Мама выехала с дорожки.
– Три мили[1], – пробормотала она себе под нос. – Этого должно быть достаточно.
Внутри у меня открылась жгучая дыра.
– Э-м-м, мам, – протянула я, но мама лишь подняла указательный палец и шикнула на меня.
Она свернула налево на Берч-Барк-драйв и повернула направо на Харрисон. Какое-то время она ехала, сворачивая то туда, то сюда, а иногда ни с того ни с сего она делала полный разворот и ехала в противоположном направлении. Я думаю, она пыталась сбить Лакрицу с толку, чтобы та потерялась.
Наконец мама остановилась у какого-то кукурузного поля.
Она выскочила, даже не заглушив машину, и распахнула заднюю дверцу.
Я знала, что мама собирается сделать, но ничего не сказала. Жгучая дыра в моей груди открылась ещё больше, но я, по правде говоря, подумала о том, что кошки – это совсем не котята.
– Вон! – приказала мама, но Лакрица лишь глядела на неё своими жёлто-зелёными глазами.
– Кошка! – продолжила она, не называя Лакрицу по имени. – Выметайся! – И снова Лакрица только глядела на неё, тогда мама наклонилась и схватила её. Затем она швырнула её к кукурузным стеблям. Та крутанулась в воздухе и приземлилась прямо на лапы. Как всегда.
Лакрица подняла глаза и сделала пару шагов к машине, но мама отрезала: «Нет!» Лакрица замерла. Я опустила окно.
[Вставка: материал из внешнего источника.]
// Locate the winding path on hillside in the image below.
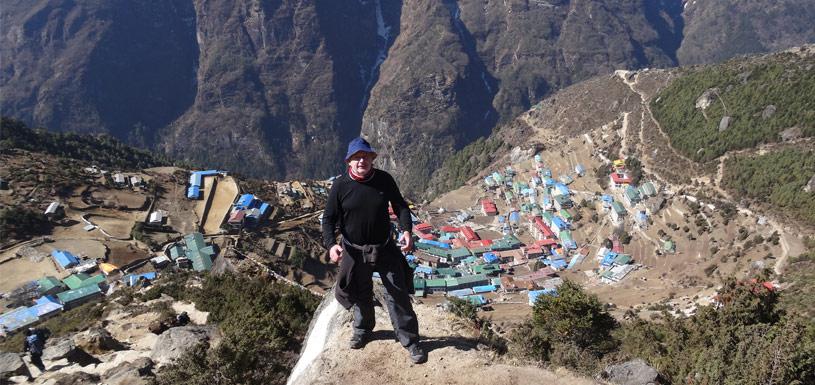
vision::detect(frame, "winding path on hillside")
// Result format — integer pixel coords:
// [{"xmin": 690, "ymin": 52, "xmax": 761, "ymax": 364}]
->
[{"xmin": 615, "ymin": 71, "xmax": 796, "ymax": 275}]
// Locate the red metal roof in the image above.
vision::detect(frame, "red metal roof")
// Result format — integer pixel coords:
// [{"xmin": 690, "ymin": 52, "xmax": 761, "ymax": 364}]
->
[
  {"xmin": 413, "ymin": 222, "xmax": 433, "ymax": 233},
  {"xmin": 461, "ymin": 226, "xmax": 481, "ymax": 242},
  {"xmin": 533, "ymin": 217, "xmax": 555, "ymax": 238},
  {"xmin": 611, "ymin": 172, "xmax": 631, "ymax": 184},
  {"xmin": 228, "ymin": 210, "xmax": 246, "ymax": 223},
  {"xmin": 534, "ymin": 238, "xmax": 557, "ymax": 247}
]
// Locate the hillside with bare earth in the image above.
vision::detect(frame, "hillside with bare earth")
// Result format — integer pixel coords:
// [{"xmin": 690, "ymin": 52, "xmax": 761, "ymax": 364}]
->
[{"xmin": 0, "ymin": 0, "xmax": 815, "ymax": 196}]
Неужели мама и правда так поступит?
На обочине дороги мама размахивала руками, прогоняя кошку.
– Кыш! – говорила она. – Убирайся! Брысь! – Потом она вернулась в машину, хлопнув дверцей.
Я открыла было рот, но мама посмотрела на меня и отмахнулась: «Не сейчас, Миранда». И я промолчала.
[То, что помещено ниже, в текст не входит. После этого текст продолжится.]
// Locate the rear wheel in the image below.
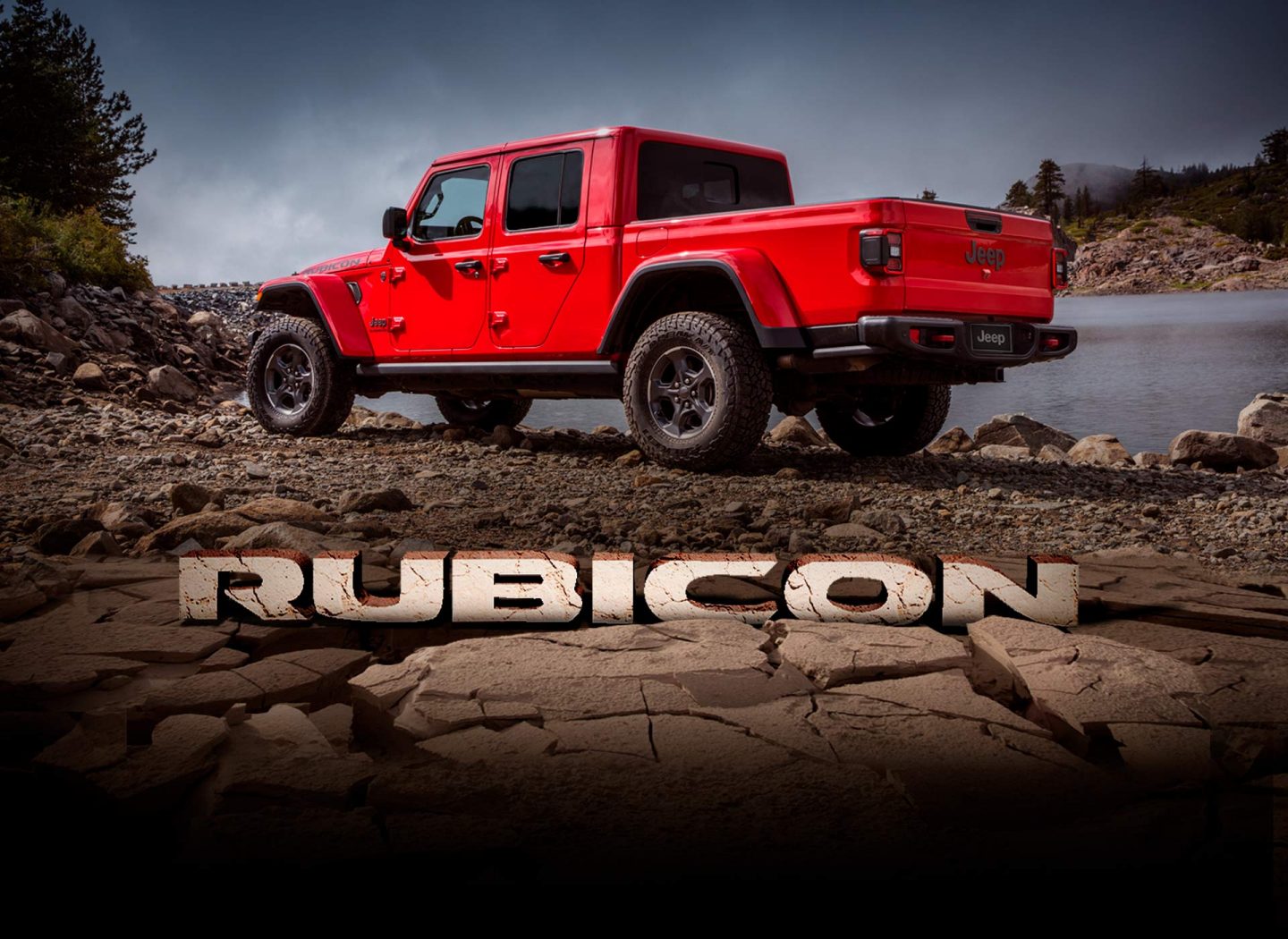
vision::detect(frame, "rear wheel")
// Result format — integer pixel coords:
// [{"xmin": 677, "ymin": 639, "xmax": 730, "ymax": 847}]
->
[
  {"xmin": 246, "ymin": 317, "xmax": 353, "ymax": 436},
  {"xmin": 434, "ymin": 394, "xmax": 532, "ymax": 430},
  {"xmin": 817, "ymin": 385, "xmax": 952, "ymax": 456},
  {"xmin": 623, "ymin": 313, "xmax": 773, "ymax": 470}
]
Вот тогда жгучая дыра в моей груди начала по-настоящему полыхать. Я слегка покрылась потом, но всё равно ничего не сказала.
А наверное, должна была.
Прежде чем я успела об этом подумать, мама отъехала. Позади нас у обочины стояла Лакрица. Она склонила голову набок, но не побежала за нами.
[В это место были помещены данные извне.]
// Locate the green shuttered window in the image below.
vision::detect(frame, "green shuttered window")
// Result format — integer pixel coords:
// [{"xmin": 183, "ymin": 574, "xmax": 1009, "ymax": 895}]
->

– Что ж, – облегчённо проговорила мама. – Я рада, что с этим покончено.
Она включила радио, но, должно быть, заметила моё лицо, потому что сказала: «Не переживай, Миранда». А затем добавила: «С Лакрицей всё будет в порядке. У кошек ведь девять жизней».
Я не ответила ей.
Я молчала всю дорогу.
Когда мы подъехали к дому, хотите верьте, хотите нет, на нашем крыльце сидела кошка, бродяжка.
Она была рыжая, худая, как палка, с обгрызенным ухом, а её шёрстка на одном боку была такой редкой, что под ней виднелась бледная кожа.